Ocnus.Net

Dysfunctions
Fillon's campaign of the living dead
By Aline Robert and James Crisp, EurActiv 15/2/17
Feb 16, 2017 - 10:41:52 AM

François Fillon, the centre right's candidate in France’s presidential elections, is a dead man walking, a lumbering, dangerous zombie who doesn’t know his time is up.

First, there was the scandal over his wife’s job. It is alleged that he paid her out of taxpayer’s money for work she never actually did.

Next was his scandalously juicy contract with insurance giant AXA, and now his spokesman Thierry Solère is being chased by the law for not paying his taxes.

The blows keep raining down on this punch-drunk fighter, who is as shot as his campaign but keeps shuffling back off the ropes for another beating.

All members of the walking dead have one thing in common. They just won’t do the decent thing and die.

Party activists don’t even dare to hand out his campaign leaflets in the Sunday markets anymore. You can hardly blame them, even Fillon's hardcore supporters are turning their backs.

Some have even demanded a refund on their €4 fee to vote in the primary. Plotters in his Republicans party are circling, daggers snug in their togas.

Or, more accurately, they are getting ready to dispatch the zombie in the traditional way – with a fatal blow to the brain.

But Fillon is clinging on and for good reason.

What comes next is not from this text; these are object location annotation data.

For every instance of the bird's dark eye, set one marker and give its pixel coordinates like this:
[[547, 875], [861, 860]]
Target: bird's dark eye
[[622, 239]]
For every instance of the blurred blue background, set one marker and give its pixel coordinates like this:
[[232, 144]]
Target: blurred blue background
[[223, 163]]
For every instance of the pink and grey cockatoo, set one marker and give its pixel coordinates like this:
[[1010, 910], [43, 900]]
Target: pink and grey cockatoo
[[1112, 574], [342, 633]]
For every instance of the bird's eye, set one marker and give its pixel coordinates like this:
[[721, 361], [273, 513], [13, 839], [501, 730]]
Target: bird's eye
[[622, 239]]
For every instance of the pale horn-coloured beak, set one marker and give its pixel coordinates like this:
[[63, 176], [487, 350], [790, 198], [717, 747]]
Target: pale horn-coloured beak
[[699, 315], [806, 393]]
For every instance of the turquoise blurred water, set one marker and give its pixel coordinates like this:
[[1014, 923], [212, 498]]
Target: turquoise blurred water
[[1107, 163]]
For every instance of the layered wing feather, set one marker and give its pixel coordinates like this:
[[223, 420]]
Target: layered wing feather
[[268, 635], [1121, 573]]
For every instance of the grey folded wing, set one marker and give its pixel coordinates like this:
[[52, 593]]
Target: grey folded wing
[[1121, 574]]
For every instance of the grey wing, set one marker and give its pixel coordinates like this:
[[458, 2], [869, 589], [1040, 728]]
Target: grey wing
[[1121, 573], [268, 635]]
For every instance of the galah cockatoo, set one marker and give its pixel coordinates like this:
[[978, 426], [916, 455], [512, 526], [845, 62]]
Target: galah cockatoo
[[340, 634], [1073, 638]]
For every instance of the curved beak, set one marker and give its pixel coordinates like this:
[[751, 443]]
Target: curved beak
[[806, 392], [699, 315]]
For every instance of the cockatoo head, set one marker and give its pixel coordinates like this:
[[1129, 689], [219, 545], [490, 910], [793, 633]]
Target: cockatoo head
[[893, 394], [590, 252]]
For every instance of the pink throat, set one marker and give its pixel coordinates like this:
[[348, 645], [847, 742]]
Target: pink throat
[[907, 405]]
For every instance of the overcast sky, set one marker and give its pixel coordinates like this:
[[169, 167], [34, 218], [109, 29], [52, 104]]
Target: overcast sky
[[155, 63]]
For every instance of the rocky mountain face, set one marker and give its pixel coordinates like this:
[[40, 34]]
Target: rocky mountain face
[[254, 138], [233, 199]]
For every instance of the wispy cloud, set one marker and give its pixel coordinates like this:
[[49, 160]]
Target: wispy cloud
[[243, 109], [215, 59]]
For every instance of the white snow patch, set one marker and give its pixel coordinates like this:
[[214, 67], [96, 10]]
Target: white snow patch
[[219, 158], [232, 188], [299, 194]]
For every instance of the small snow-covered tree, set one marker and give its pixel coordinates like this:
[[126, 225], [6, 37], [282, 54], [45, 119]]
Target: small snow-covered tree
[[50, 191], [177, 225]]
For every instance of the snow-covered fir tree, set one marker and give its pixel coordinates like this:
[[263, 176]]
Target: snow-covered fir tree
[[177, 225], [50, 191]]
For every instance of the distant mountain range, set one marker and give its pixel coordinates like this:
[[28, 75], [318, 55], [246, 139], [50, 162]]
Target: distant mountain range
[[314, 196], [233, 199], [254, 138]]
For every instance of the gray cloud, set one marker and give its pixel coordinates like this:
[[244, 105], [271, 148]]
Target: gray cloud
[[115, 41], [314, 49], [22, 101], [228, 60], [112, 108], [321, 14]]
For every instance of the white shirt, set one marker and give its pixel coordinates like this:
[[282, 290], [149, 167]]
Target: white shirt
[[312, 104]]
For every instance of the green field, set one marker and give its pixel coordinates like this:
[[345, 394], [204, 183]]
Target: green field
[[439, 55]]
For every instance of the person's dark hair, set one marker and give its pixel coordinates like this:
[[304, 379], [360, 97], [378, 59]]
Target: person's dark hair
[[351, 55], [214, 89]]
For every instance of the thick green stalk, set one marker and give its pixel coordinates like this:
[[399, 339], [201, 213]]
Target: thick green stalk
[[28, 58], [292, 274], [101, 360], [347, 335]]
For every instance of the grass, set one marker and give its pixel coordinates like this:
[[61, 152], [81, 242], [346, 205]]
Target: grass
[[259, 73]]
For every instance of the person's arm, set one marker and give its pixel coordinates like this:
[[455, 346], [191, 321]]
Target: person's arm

His party, split between the supporters of Sarkozy, Juppé and other factions, can’t agree on who should replace him.

Alain Juppé is theoretically the frontrunner after coming second to Fillon but, perhaps wary of zombification, he says he doesn’t want the poisoned chalice.

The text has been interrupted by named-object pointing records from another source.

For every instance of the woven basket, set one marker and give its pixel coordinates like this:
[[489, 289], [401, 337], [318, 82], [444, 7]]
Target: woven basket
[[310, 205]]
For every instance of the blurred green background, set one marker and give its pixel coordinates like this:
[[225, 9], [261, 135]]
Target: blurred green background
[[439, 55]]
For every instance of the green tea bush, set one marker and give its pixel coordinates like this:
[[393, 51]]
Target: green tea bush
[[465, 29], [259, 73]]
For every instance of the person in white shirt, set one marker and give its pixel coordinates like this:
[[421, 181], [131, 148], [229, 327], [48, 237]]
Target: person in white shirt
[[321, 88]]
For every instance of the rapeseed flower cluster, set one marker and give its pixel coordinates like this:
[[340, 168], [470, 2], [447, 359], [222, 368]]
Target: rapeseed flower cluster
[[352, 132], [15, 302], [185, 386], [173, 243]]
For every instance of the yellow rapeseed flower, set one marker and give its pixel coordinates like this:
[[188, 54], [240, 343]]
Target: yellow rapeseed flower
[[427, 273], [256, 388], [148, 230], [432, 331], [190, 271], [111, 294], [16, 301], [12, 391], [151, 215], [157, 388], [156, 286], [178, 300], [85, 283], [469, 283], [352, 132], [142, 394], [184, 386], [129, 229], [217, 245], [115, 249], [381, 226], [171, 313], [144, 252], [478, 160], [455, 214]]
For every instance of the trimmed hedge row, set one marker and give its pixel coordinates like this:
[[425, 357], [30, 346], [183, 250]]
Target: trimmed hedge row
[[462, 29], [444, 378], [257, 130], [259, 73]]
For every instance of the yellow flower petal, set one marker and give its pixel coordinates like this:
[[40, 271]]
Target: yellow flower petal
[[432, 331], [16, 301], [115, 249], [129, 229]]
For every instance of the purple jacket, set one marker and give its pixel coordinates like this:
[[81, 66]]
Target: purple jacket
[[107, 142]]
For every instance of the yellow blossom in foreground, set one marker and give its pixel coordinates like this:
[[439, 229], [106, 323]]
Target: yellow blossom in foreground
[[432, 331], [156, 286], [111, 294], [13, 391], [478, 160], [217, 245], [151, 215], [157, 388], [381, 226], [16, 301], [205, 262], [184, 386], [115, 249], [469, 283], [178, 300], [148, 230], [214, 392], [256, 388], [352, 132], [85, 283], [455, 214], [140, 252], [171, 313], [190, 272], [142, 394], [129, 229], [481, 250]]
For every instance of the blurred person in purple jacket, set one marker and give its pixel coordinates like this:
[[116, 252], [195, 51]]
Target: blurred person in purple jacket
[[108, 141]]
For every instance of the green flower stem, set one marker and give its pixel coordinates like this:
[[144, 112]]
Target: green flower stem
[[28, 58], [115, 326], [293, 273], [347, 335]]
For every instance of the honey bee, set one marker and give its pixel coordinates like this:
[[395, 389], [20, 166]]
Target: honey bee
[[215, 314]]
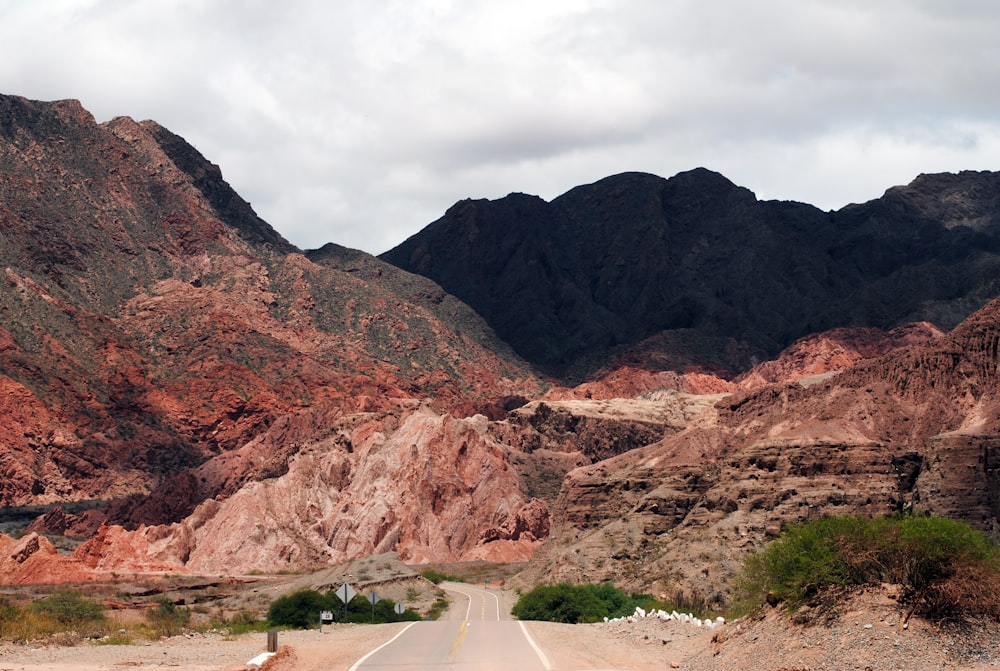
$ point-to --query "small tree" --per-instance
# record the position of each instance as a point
(299, 610)
(166, 618)
(70, 609)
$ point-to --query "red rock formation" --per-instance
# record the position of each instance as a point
(915, 429)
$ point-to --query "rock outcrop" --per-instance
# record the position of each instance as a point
(695, 273)
(915, 430)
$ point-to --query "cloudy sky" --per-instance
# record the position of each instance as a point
(361, 121)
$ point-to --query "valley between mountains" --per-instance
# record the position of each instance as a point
(639, 382)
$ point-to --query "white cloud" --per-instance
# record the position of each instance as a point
(361, 121)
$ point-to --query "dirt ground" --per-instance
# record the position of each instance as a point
(866, 634)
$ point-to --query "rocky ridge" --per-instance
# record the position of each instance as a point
(694, 273)
(250, 407)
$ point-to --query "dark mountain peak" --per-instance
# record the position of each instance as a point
(634, 259)
(207, 178)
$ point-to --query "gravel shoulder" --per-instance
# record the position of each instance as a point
(866, 633)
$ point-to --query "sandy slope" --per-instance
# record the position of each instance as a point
(865, 634)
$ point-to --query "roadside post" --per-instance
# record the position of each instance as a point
(345, 592)
(324, 616)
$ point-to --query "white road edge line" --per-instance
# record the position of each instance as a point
(362, 660)
(538, 651)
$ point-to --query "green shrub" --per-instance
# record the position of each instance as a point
(944, 566)
(577, 603)
(166, 618)
(69, 609)
(437, 609)
(299, 610)
(437, 577)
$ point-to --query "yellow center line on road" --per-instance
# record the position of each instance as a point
(456, 647)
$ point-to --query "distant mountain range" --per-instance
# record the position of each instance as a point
(186, 391)
(695, 272)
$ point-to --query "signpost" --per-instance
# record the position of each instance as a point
(373, 597)
(345, 593)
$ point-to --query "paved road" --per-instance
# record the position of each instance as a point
(477, 639)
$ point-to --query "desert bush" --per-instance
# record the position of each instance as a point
(69, 609)
(167, 618)
(945, 567)
(577, 603)
(437, 609)
(437, 577)
(299, 610)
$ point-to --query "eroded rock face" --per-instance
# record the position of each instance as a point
(435, 488)
(916, 429)
(151, 320)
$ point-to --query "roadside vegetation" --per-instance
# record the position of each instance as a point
(301, 610)
(573, 604)
(70, 617)
(946, 569)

Even if France elects this denizen of the damned, Fillon won’t be able to deliver on his campaign promises.

He wants to privatise some parts of health insurance but if he does he will face accusation he is only doing it to fill AXA’s pockets.

If he asks the French to swallow a VAT hike, they will rightly remind him that the only member of his family not seemingly employed by the state is his dog.

Aside from transforming France into the laughing stock of Europe’s embassies, Zombie Fillon poses a clear and present danger to Europe.

His voters could desert the undead candidate for the Eurosceptic National Front, which has promised a Frexit referendum on France's EU membership.

Instead of swopping smug asides about the travails of the French right over canapés and champagne, Europe’s elites could find themselves the stars of their very own horror show.